Pope Leo XIV's father, Louis Marius Prevost, served in the Navy during World War II.
Prevost was born on July 28, 1920, in Chicago. After graduating from college, he was commissioned in November 1943 and became the executive officer of a tank landing ship. He participated in the D-Day landings in Normandy, France, June 6, 1944, as part of Operation Overlord. He also commanded an infantry landing craft, which the Allies used to land infantry soldiers and Marines onto beaches during the war.
The Normandy coastline did not have the port capacity for the enormous number of materials needed to keep the Allied momentum going. The Navy subsequently sent Prevost and other landing ships to southern France, as part of Operation Dragoon beginning Aug. 15, 1944.
This forced the Germans to defend a second front, diluting their effectiveness.

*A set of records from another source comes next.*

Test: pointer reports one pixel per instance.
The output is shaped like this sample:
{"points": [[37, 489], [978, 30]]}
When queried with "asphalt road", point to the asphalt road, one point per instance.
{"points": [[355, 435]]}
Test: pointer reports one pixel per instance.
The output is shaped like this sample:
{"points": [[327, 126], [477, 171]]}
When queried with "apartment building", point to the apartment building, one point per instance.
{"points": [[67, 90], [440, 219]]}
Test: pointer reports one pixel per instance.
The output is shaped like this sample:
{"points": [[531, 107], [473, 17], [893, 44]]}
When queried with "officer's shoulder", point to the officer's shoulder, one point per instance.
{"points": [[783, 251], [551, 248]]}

By the end of August, the Allies had captured the French ports of Marseille and Toulon, immediately using them to land supplies and equipment. In October 1944, more than a third of Allied cargo was shipped through those ports.
Prevost spent 15 months overseas and attained the rank of lieutenant junior grade before the war in Europe finally ended, May 8, 1945.
After coming home, he became head of Brookwood School District 167, an elementary school district in Glenwood, Illinois, and then principal of Mount Carmel Elementary School in Chicago. He was also a catechist — a teacher of the principles of the Christian religion.
He married Mildred Agnes Martinez, a Chicago native, Jan. 25, 1949. She worked as a librarian.
The couple had three sons: John Joseph Prevost, a retired educator who lives in Chicago, and Louis Martin Prevost, a Navy veteran who lives in Florida. The youngest, whose birth name is Robert Francis Prevost, was elected as the first American pope, May 8, 2025.
Mildred died June 18, 1990, and Prevost died in Chicago on Nov. 8, 1997.